Obviously, both hitting someone and causing a panicked rush in a limited space carry the probability of harm. But given the sad history of “man’s inhumanity to man,” are there additional guidelines, even laws, that should be considered for speech?
Most of us know at least some of the guarantees in the first 10 amendments of our Constitution, known as the Bill of Rights. These were demanded by “Jeffersonian Democrats,” who feared an attempt by the “Federalists” to establish a monarchy or privileged aristocracy in the Thirteen Colonies. The Bill of Rights was only a short addition to the Constitution and has needed modification by additional amendments, laws, and court rulings to include formerly enslaved people, women, minorities, etc.

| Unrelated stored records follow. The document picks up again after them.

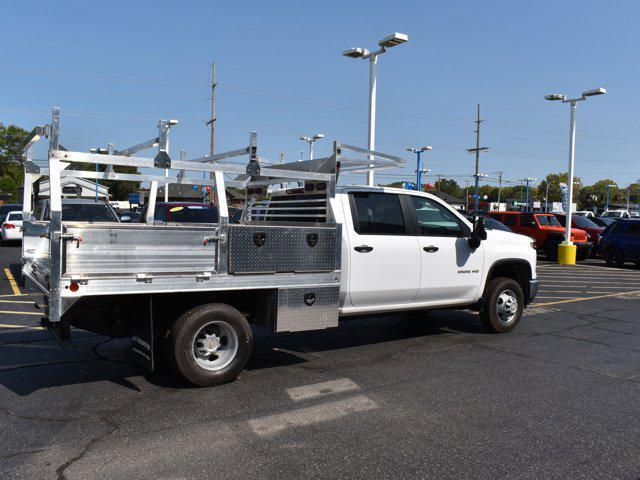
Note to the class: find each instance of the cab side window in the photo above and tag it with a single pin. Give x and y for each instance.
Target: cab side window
(161, 213)
(377, 214)
(510, 220)
(526, 220)
(435, 220)
(633, 230)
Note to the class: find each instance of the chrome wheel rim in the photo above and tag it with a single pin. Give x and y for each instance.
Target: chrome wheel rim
(215, 345)
(507, 306)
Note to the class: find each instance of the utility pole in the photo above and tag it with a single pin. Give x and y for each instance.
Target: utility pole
(477, 151)
(212, 120)
(466, 195)
(499, 173)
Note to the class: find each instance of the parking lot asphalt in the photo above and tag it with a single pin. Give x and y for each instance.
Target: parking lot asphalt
(403, 396)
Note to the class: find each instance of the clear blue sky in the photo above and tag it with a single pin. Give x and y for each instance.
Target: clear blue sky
(116, 67)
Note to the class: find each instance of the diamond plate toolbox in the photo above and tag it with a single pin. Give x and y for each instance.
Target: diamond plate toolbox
(271, 248)
(301, 309)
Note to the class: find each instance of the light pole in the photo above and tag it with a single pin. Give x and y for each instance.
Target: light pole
(528, 180)
(419, 169)
(567, 250)
(311, 141)
(477, 177)
(608, 188)
(546, 198)
(387, 42)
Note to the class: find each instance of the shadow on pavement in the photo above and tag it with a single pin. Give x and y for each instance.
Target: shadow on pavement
(29, 364)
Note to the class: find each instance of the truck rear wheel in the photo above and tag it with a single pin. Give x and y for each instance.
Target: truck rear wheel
(210, 344)
(504, 303)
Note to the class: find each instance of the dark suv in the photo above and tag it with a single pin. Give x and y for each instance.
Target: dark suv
(620, 243)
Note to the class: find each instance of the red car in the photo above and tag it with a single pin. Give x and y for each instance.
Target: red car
(583, 223)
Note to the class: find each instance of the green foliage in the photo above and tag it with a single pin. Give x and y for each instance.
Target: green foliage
(12, 138)
(450, 186)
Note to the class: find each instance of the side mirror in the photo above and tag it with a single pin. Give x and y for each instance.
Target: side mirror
(479, 233)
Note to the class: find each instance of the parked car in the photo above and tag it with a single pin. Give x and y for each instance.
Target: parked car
(621, 243)
(583, 223)
(603, 222)
(615, 214)
(183, 212)
(585, 213)
(78, 210)
(546, 230)
(11, 229)
(9, 207)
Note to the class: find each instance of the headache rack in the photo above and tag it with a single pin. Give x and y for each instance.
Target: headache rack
(284, 236)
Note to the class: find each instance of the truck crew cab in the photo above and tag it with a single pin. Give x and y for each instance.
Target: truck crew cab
(296, 260)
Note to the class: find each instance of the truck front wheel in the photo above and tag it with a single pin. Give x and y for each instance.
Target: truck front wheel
(504, 303)
(210, 344)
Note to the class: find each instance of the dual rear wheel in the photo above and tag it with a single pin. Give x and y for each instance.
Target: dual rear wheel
(210, 344)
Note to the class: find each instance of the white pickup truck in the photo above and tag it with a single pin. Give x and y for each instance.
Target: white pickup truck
(296, 259)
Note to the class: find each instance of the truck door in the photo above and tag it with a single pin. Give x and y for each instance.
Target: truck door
(384, 261)
(450, 270)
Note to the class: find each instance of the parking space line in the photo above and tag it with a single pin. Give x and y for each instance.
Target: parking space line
(307, 392)
(583, 299)
(9, 325)
(14, 312)
(274, 424)
(12, 282)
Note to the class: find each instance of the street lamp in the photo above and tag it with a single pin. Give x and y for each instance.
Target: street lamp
(528, 180)
(477, 177)
(387, 42)
(567, 250)
(311, 141)
(419, 170)
(608, 188)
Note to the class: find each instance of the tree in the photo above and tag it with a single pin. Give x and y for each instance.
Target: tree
(449, 186)
(553, 180)
(12, 138)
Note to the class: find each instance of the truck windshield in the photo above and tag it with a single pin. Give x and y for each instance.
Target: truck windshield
(548, 221)
(88, 212)
(194, 214)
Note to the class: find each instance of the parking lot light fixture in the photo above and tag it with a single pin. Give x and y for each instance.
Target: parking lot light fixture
(419, 169)
(566, 250)
(609, 187)
(311, 140)
(388, 41)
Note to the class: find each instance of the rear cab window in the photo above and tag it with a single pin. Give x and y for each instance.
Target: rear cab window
(547, 221)
(510, 220)
(376, 213)
(193, 214)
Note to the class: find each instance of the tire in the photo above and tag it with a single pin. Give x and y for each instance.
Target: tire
(503, 306)
(551, 250)
(222, 336)
(613, 257)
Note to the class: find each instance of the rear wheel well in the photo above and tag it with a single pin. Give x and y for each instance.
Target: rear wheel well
(518, 270)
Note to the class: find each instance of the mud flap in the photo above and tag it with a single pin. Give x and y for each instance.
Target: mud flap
(142, 339)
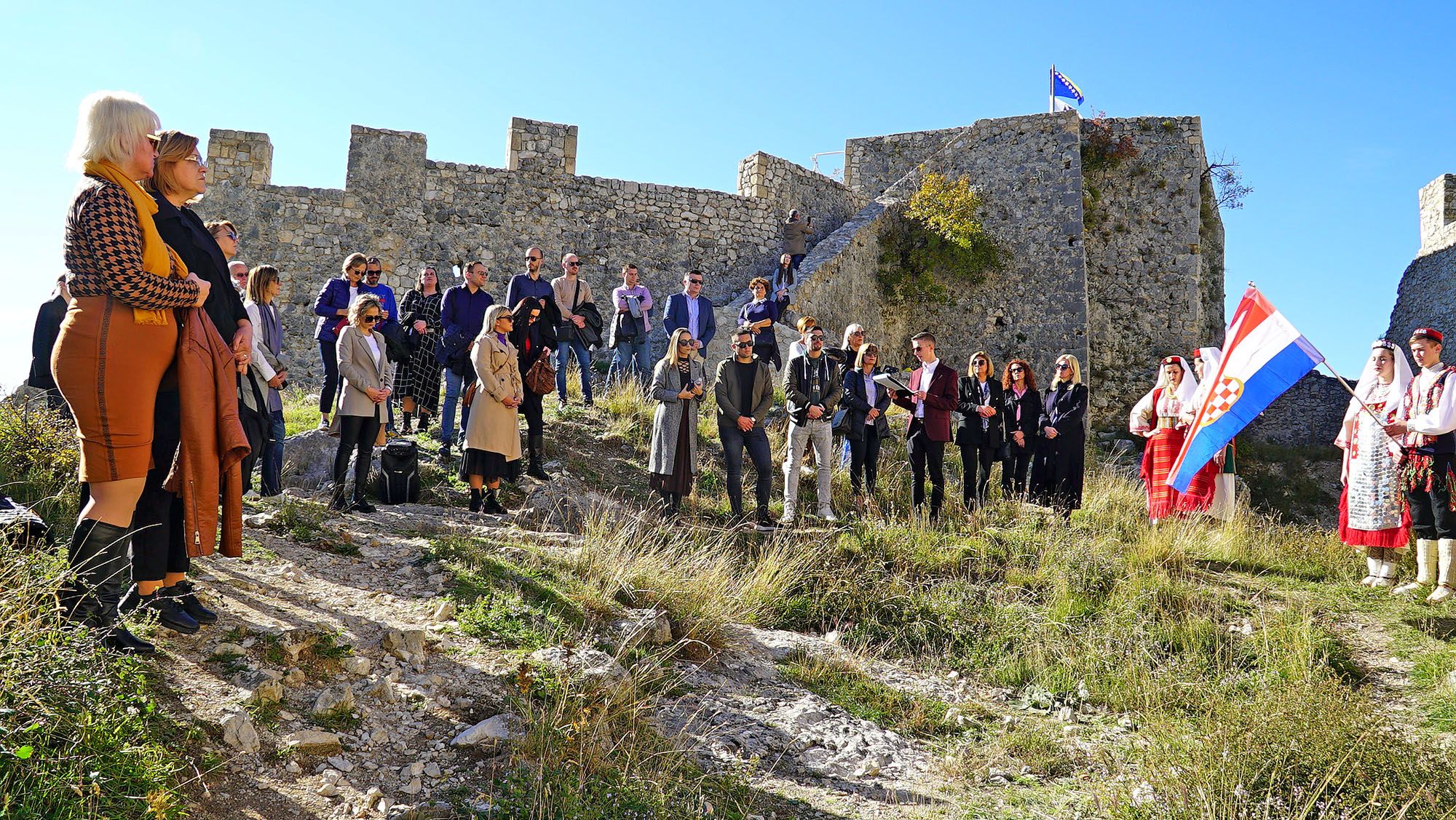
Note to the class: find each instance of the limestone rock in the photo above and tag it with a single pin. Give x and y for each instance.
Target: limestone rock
(240, 733)
(334, 700)
(314, 742)
(491, 732)
(580, 661)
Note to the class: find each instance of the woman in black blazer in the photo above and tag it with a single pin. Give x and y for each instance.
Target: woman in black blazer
(1056, 479)
(1021, 415)
(981, 432)
(866, 426)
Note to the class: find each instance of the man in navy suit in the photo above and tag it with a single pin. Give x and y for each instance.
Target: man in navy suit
(691, 310)
(931, 399)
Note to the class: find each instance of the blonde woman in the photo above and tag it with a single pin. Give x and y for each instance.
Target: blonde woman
(493, 438)
(117, 341)
(678, 387)
(365, 377)
(1056, 476)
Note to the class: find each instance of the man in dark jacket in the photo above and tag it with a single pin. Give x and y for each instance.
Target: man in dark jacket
(813, 384)
(745, 391)
(462, 313)
(931, 399)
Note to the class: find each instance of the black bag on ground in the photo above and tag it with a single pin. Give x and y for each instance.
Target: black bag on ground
(400, 473)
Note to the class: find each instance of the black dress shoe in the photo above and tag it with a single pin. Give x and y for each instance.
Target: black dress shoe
(122, 642)
(186, 597)
(168, 611)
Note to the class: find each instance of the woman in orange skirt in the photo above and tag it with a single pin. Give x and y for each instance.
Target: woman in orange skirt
(117, 342)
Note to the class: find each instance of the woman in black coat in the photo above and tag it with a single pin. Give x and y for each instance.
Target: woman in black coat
(981, 432)
(159, 557)
(866, 426)
(532, 338)
(1056, 479)
(1021, 415)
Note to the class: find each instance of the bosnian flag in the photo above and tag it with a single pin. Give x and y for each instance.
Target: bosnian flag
(1263, 357)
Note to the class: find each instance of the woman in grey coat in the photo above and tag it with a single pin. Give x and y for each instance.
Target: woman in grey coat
(678, 387)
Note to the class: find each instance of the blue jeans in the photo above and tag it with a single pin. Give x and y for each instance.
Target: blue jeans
(273, 454)
(631, 355)
(583, 361)
(454, 387)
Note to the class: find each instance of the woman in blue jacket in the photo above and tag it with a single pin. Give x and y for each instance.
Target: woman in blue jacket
(333, 309)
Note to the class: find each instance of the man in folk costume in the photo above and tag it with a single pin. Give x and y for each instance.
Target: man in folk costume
(1426, 421)
(1158, 416)
(1219, 471)
(1372, 502)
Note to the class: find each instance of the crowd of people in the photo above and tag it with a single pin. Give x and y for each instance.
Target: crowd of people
(171, 355)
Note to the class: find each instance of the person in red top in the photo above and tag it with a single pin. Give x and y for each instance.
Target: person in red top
(931, 399)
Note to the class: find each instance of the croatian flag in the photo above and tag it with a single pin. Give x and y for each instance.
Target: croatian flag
(1263, 357)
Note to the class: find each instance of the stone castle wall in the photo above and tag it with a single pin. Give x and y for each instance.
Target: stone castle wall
(1155, 260)
(411, 211)
(1423, 297)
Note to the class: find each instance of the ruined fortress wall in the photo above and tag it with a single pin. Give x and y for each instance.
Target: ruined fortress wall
(1425, 295)
(411, 211)
(1027, 170)
(876, 163)
(1155, 259)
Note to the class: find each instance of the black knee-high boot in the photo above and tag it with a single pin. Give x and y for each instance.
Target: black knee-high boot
(98, 556)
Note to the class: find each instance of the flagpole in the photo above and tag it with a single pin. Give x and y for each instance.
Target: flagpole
(1366, 407)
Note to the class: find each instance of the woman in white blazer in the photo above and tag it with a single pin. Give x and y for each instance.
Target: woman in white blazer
(365, 386)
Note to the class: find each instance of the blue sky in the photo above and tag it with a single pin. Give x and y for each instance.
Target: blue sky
(1337, 111)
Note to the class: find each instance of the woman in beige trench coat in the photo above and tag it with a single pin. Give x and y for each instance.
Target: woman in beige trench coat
(491, 437)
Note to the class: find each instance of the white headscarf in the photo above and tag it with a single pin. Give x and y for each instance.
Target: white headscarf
(1187, 387)
(1368, 378)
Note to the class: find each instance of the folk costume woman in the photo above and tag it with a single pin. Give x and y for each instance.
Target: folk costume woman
(1158, 416)
(1372, 508)
(1219, 471)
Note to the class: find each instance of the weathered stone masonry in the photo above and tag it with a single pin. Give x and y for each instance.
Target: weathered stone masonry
(411, 211)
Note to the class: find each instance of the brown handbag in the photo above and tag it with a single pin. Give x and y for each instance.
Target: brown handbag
(542, 377)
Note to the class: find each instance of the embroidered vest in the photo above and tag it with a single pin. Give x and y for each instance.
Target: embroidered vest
(1417, 406)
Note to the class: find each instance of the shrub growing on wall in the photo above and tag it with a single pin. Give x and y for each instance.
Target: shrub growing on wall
(935, 242)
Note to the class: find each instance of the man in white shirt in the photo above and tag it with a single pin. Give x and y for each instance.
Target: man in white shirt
(1425, 426)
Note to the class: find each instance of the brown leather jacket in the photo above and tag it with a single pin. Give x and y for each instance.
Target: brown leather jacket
(213, 439)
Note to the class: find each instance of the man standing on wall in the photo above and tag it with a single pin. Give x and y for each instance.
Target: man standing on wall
(796, 239)
(532, 284)
(631, 326)
(1423, 425)
(570, 292)
(931, 399)
(691, 310)
(813, 386)
(462, 313)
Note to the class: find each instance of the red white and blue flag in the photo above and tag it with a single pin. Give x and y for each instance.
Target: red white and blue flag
(1263, 357)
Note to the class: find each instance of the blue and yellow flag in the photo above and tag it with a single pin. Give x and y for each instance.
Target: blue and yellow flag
(1064, 87)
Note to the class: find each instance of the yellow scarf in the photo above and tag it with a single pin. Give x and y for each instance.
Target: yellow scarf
(157, 258)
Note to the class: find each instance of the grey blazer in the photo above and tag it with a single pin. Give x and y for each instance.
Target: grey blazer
(359, 370)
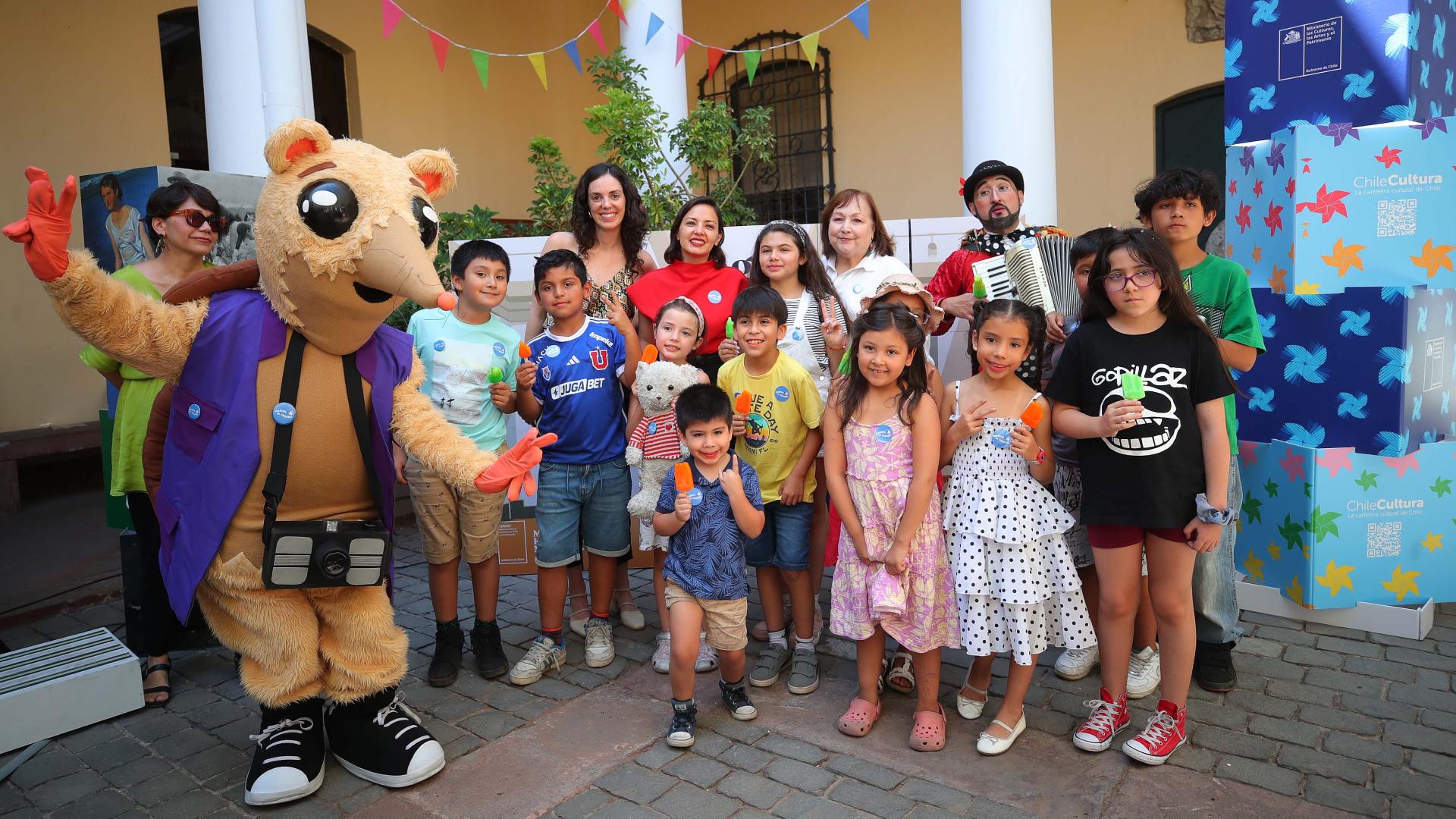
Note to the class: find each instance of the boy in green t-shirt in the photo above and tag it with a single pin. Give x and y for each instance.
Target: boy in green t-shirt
(1177, 205)
(778, 435)
(469, 359)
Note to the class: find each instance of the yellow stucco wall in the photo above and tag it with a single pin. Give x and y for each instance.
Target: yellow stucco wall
(98, 105)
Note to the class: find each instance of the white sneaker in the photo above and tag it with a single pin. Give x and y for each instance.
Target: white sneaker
(1144, 672)
(541, 656)
(599, 645)
(1076, 664)
(707, 656)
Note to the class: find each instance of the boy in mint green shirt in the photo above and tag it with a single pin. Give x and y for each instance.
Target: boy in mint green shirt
(1177, 205)
(471, 359)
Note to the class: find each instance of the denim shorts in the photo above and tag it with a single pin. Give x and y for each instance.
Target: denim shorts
(582, 504)
(785, 538)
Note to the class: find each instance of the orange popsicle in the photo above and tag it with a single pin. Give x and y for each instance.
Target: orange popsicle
(1033, 416)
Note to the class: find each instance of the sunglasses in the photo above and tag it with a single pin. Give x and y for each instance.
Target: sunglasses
(196, 219)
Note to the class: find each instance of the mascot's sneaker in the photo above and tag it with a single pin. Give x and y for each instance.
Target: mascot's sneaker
(289, 760)
(381, 739)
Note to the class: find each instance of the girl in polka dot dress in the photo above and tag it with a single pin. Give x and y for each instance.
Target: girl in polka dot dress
(1017, 586)
(881, 442)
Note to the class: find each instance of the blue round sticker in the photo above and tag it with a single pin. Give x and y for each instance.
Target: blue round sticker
(284, 413)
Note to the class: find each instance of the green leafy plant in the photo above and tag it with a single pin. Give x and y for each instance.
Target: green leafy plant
(475, 223)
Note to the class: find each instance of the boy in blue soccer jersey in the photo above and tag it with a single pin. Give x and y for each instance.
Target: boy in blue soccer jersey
(573, 385)
(705, 569)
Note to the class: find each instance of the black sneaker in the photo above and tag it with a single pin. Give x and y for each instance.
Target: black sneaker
(736, 697)
(444, 667)
(1213, 667)
(490, 656)
(680, 733)
(381, 739)
(289, 760)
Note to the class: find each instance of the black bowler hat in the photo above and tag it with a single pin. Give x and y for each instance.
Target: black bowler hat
(990, 168)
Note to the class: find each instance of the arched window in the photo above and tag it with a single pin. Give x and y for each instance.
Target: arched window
(1190, 134)
(801, 178)
(182, 85)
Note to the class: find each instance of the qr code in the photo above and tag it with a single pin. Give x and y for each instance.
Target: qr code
(1383, 539)
(1395, 218)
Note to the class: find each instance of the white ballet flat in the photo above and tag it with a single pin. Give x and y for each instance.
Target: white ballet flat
(989, 745)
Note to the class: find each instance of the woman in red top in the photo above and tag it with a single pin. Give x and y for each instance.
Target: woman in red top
(698, 268)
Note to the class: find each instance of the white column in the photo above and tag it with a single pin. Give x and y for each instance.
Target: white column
(1006, 96)
(666, 82)
(232, 86)
(255, 76)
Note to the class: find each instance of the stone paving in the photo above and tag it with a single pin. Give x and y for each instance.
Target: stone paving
(1324, 719)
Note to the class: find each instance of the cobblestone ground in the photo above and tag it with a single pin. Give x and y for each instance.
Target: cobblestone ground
(1327, 716)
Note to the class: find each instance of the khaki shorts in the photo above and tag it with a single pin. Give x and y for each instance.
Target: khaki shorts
(726, 621)
(450, 525)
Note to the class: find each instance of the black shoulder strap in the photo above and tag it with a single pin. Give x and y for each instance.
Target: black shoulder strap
(277, 480)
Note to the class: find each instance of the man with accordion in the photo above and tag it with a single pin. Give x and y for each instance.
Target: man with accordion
(1012, 261)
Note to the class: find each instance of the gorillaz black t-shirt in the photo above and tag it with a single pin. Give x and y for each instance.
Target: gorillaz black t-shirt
(1147, 474)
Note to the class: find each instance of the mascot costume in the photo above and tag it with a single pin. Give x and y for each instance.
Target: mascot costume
(286, 547)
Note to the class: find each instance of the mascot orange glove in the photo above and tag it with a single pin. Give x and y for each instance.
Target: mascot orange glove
(47, 224)
(511, 471)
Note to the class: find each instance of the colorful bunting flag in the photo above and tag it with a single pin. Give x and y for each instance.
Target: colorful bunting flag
(750, 60)
(482, 67)
(441, 47)
(861, 18)
(595, 30)
(392, 15)
(810, 47)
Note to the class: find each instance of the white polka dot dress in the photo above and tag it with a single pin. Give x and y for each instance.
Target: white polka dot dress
(1017, 588)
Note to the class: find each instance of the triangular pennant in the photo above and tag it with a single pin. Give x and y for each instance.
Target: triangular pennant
(750, 61)
(441, 47)
(861, 18)
(482, 66)
(810, 47)
(595, 30)
(392, 15)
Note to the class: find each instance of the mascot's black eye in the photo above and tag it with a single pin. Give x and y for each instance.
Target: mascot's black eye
(428, 222)
(328, 207)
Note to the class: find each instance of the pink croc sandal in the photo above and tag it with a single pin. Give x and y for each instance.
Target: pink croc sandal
(861, 717)
(929, 730)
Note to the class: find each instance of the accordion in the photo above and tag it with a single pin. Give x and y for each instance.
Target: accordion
(1034, 270)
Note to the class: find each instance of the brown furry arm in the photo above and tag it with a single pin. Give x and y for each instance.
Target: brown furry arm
(430, 439)
(130, 327)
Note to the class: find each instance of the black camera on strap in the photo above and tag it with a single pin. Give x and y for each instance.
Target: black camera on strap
(315, 554)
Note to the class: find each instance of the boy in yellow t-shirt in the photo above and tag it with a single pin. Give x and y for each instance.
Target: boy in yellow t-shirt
(777, 430)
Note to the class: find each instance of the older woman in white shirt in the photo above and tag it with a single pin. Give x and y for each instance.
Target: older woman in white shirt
(858, 248)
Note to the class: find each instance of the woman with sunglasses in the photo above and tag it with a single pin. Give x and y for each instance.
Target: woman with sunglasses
(182, 222)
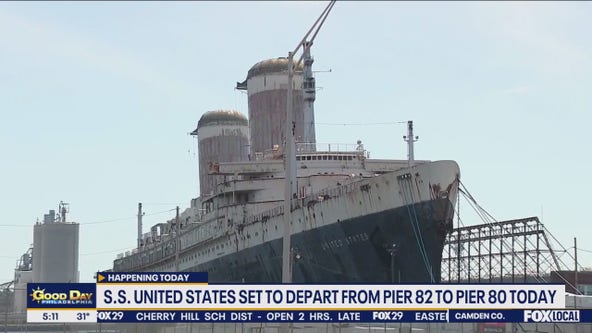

For many years, our airwave media (regulated by the FCC) operated under the “Fairness Doctrine,” which required coverage of both sides of a major public issue. This was eliminated under President Reagan, in effect allowing one-sided, hyper-partisan TV and radio to develop.
I am certainly not saying that the Fairness Doctrine would be a solution to today’s problems: for instance, during the Vietnam War most TV coverage was (in effect) government propaganda. It was only after the My Lai massacre, the Pentagon Papers, and a growing realization we were losing the war that our news media truly covered both sides.
One solution to the blatant lies on some networks lies in the incipient lawsuit by Dominion Voting Systems against attorney Sidney Powell, former President Trump’s lawyer, for the economic damage coming from her unreasonable and unsubstantiated claims. After this suit was filed, three different Fox News commentators “distanced” themselves from Powell’s bogus claims, perhaps at the prompting of Fox lawyers, to insulate Fox from a future lawsuit.
Lawsuits have already bankrupted a few right-wing organizations and their leadership, but it’s an unending ‘whack-a-mole’ process.
A more clear-cut definition of “harm,” to make such lawsuits easier, should start with a historical recognition of past wrongs in our nation, like Germany. Germany has banned the swastika and other symbols of its genocide.
We need to reconsider “free speech” when it directly threatens harm to a group. For too long the extreme right-wing has threatened individuals and groups with no consequences, except the rare prosecution for threatening to assassinate a president.
Bryn Hammarstrom has lived in Tioga County for 50 years and has been active on environmental and social justice issues. He had retired as an RN but re-activated his license to return to hospital work part-time a year ago.